A: My bad. I totally misunderstood your original confusion, but I think I get it now (I've removed my previous posts). So your chart is a subset $U\subset M$ and a homeomorphism $\varphi$ to an open set of $\mathbb{R}^n$. To pinpoint the location of $\varphi(p)\in \mathbb{R}^n$, we need to express it in coordinates $(x_1,...,x_n)$. At each point of $U$, the coordinate directions have to span $\mathbb{R}^n\cong T_xM$. These are the $(\frac{\partial}{\partial x_1}|_x,...,\frac{\partial}{\partial x_n}|_x)$ from your 2nd question. When these directions are orthogonal (orthonormal), we say the coordinate chart is orthogonal (orthonormal).
A: This is not a complete answer, but just what I'm thinking, perhaps you could fill the gaps.

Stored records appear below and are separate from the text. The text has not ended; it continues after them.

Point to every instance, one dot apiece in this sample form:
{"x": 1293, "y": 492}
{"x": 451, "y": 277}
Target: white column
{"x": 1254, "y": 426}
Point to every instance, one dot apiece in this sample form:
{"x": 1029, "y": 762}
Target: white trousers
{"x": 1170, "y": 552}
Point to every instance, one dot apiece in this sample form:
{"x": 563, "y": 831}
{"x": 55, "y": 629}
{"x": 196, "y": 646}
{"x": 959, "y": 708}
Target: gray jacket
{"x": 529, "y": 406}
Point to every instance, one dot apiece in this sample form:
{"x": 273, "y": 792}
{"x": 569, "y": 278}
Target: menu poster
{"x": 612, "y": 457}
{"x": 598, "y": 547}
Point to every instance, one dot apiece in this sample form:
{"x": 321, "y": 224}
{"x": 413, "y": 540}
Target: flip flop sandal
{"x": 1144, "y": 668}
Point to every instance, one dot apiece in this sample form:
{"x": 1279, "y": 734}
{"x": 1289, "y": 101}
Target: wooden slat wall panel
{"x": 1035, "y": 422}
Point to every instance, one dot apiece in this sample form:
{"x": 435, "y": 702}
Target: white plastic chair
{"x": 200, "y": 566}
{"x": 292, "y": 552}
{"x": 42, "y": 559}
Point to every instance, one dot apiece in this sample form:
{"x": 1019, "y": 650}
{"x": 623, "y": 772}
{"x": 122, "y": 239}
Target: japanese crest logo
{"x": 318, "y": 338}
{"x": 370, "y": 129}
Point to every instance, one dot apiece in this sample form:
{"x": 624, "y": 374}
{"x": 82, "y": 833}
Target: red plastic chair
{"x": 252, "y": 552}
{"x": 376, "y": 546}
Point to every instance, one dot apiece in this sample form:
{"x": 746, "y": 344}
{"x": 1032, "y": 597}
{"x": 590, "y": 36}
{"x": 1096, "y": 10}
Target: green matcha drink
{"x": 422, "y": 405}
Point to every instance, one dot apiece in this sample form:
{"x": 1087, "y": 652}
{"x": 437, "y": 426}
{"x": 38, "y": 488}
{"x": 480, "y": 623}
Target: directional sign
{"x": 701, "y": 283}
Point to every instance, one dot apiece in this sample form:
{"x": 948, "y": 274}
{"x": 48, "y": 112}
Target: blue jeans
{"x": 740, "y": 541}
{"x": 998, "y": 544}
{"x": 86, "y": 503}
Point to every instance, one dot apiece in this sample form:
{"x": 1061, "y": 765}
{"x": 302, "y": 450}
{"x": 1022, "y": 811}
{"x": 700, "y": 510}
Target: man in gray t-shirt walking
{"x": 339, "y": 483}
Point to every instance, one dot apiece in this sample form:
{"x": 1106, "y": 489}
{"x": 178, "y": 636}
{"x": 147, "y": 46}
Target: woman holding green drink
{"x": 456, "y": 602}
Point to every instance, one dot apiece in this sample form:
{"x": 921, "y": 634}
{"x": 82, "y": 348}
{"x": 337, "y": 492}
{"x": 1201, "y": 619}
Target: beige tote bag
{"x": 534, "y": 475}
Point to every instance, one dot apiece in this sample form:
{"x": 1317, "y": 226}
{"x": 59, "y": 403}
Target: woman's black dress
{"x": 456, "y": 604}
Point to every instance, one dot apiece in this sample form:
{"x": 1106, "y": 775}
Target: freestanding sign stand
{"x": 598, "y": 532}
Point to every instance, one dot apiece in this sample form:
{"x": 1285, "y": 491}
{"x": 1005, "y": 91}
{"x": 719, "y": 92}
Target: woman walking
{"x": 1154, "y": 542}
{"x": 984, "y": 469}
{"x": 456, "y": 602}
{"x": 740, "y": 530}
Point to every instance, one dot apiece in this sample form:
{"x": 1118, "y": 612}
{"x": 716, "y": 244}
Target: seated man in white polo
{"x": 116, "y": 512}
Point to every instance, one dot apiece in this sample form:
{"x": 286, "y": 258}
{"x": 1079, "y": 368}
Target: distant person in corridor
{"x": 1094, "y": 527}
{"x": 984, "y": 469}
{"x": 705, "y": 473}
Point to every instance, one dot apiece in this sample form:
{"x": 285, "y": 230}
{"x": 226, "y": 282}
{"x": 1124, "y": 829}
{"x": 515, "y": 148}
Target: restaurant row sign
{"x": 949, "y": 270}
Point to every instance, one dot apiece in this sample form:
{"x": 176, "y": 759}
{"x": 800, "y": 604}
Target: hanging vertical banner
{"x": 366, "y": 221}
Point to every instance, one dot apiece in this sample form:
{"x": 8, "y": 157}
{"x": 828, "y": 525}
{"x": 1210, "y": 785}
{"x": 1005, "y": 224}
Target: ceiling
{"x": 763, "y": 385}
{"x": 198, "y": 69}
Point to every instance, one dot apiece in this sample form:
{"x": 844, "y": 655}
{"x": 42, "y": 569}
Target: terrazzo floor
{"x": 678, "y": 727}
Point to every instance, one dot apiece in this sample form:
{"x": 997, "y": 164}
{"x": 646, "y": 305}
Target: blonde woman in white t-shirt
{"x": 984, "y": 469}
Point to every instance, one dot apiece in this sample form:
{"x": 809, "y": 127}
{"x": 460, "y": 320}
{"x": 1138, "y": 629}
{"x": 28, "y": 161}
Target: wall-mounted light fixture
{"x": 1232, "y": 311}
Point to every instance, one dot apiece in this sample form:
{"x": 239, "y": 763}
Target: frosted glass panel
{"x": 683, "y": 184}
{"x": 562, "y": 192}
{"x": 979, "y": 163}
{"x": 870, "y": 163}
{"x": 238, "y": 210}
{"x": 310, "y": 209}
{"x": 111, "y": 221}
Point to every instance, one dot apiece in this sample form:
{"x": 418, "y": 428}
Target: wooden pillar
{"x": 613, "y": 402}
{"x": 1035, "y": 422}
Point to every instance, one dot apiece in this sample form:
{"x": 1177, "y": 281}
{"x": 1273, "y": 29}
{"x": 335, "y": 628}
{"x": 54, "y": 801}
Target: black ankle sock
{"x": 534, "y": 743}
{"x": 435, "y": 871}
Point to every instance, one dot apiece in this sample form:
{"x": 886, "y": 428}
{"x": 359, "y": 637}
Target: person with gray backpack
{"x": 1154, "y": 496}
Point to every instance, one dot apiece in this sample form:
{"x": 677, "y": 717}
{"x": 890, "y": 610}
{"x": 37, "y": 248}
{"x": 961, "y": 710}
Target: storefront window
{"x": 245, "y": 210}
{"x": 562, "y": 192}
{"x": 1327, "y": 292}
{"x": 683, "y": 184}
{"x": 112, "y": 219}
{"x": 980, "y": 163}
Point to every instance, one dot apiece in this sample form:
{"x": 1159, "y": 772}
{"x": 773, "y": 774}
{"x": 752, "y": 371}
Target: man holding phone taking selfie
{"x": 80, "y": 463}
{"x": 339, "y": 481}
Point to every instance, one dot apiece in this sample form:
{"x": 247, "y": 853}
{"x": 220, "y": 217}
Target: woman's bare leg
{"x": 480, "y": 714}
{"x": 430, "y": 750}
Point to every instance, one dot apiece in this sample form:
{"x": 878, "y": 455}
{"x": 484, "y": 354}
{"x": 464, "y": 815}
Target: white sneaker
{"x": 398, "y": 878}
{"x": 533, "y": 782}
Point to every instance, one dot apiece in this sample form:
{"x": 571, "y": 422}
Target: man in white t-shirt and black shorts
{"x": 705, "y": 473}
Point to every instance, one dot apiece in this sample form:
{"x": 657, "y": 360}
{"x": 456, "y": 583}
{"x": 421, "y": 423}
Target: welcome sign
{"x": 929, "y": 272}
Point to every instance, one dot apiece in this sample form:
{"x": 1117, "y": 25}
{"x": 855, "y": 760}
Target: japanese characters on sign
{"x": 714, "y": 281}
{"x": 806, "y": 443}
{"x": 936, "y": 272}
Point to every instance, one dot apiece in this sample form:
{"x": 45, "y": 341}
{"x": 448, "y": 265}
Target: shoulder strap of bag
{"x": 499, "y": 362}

The differential of the map $\Phi=\psi^{-1}\circ F\circ \varphi$ is an $n\times m$ matrix. It is the product of the $n\times n$ matrix $D\psi^{-1}$, the $n\times m$ matrix $DF$, and the $m\times m$ matrix $D\varphi$. But this map vanishes on the $(m-n)-$dimensional subspace corresponding to the preimage of $\ker DF$ in $T_x\mathbb{R}^m\cong \mathbb{R}^m$. So the interesting stuff happens on an $\mathbb{R}^n$ sitting inside of $\mathbb{R}^m$ and we can view the composition as $$[D\Phi_|]_{n\times n}=[D\psi]^{-1}_{n\times n}[DF_|]_{n\times n}[D\varphi_|]_{n\times n}$$ and the determinant of this matrix makes sense. Then we can rewrite as $$[DF_|]=[D\psi][D\Phi_|][D\varphi_|]^{-1}$$ and we have $$\det(DF_|)=\frac{\det(D\psi)\det(D\Phi_|)}{\det(D\varphi_|)}.$$ From here, I kinda see the denominator of your first definition; I'm not quite sure about the numerator though.